I have a bad habit of responding to e-mails that I should probably just let slide, as I did again yesterday when this YouTube video was enthusiastically recommended by a relative as “brilliant”. Below is my [diplomatic but fairly direct] reply. Is it just me, or does the tone of this thing bother anyone else?

Thought-provoking video!

I like the clever trick of reversing the words, but it’s hard for me to know what to make of the content, since it seems deeply cynical about the way things are now, and the priorities it appears to disparage are in many ways my own. Both work, as a means of achieving and striving to advance one’s art, and family life are important to me, in balance. Do I have to choose only one? (Interesting that the narrator’s voice sounds female; I wonder, would some object to the seeming implication that she should choose family life over work as the approved-of right thing?) Further, does choosing to focus my considerable efforts on my own life’s aspirations and my family’s well-being and happiness, instead of in some public sector endeavor (is that the implication of “changing the world”?), really make me “apathetic” and “lethargic”? I do not feel “lost” at all, but very much in my element doing exactly what I want and need to be doing, and what is also most likely to contribute something useful to the world.

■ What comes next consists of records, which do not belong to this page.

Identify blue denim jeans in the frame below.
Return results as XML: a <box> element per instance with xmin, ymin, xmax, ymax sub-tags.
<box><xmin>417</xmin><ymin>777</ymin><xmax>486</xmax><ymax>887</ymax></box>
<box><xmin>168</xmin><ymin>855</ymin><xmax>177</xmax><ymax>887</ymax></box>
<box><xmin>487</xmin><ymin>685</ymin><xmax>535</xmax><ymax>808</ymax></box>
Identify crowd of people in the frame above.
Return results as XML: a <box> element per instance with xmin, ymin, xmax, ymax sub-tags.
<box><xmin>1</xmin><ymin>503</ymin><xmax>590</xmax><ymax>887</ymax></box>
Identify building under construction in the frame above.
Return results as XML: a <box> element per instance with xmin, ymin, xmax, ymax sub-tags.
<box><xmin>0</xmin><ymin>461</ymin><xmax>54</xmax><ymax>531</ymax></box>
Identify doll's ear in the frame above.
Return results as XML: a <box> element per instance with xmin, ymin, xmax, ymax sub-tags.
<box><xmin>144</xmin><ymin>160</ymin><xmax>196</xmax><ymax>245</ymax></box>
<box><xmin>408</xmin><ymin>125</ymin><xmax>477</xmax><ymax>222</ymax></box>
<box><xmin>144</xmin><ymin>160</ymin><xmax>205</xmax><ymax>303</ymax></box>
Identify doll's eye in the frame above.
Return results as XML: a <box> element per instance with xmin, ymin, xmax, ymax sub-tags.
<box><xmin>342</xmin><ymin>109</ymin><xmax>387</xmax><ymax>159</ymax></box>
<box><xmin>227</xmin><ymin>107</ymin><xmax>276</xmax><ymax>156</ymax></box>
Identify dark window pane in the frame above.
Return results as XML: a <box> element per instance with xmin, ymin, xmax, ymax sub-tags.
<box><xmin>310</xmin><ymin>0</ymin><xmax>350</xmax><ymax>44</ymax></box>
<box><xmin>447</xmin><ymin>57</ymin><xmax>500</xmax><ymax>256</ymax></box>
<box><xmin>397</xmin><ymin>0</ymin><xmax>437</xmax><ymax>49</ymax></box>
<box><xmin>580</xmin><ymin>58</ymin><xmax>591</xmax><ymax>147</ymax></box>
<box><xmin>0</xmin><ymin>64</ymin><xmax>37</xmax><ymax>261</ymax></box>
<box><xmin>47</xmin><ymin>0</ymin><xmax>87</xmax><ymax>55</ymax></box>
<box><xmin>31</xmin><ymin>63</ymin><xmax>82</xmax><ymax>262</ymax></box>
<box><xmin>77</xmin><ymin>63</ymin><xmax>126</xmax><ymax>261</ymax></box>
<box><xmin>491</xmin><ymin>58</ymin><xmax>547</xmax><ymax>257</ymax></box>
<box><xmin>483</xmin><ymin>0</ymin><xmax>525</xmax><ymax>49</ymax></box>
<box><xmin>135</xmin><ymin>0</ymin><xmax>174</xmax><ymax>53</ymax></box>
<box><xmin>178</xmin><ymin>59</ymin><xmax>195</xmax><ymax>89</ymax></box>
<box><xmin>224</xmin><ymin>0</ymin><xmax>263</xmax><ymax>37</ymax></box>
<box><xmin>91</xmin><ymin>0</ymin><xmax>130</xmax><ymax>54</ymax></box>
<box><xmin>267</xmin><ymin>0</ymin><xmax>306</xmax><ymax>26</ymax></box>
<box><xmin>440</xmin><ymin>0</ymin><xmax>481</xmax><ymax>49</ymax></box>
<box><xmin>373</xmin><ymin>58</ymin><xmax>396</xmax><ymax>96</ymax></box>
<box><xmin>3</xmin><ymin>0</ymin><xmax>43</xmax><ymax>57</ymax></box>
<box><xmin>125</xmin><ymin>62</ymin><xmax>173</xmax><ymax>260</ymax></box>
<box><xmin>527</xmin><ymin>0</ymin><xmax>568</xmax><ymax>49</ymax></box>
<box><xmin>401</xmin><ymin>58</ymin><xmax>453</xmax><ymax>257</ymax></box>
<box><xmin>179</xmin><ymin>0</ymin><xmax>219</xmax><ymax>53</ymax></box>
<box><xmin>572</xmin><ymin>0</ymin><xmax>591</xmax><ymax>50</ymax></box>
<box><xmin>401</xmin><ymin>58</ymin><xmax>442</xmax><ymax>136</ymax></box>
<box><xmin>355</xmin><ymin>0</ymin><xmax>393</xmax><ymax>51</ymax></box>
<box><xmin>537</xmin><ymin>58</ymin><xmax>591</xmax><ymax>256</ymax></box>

Money isn’t the most important thing, but it’s a useful means of exchange, and a seemingly indispensible means to an end of achieving the life one wants. Maybe put differently, it certainly isn’t the most important thing … until one doesn’t have enough of it — then it can of course become painfully important. Family comes before money for money’s sake, to be sure, but it would hard to raise a family and realize one’s hopes for them without some measure of it.

I also think we can become better caretakers of the planet without having to beat ourselves up excessively over the things we do and the resources we use to do them. (Seems almost like the ideas of original sin, guilt, and the need to atone for our perceived offenses are deeply embedded in the human mind, even when not expressed in a religious context?) I like the aspiration to do things better and more wisely and efficiently, but that kind of gloomy approach always bothers me.

I do generally agree, and have said so before myself, that many of the essential ingredients of true happiness come from within. Maybe that is the key take-home point that I’m missing in getting hung up on all the rest leading up to it? If nothing else, hearing another’s perspective articulated can help to clarify things one takes for granted about one’s own. Thanks for the interesting video!

I think there’s more troublesome stuff in this that I missed commenting on too. The implication of “work”, for example, seems to be of something that takes unreasonably from one without giving back, rather than being an opportunity to pursue genuinely worthwhile goals and ambitions that produce reward (monetary, spiritual, and in my field technological) for yourself and others.

Guess I’m just glad I’m nowhere near that cynical?

Update: I just noticed that the creator of this clip is apparently still in college, so presumably hasn’t experienced having a career of any kind yet, let alone a fulfilling one. Maybe that explains the focus on money issues instead of achievement and fulfillment?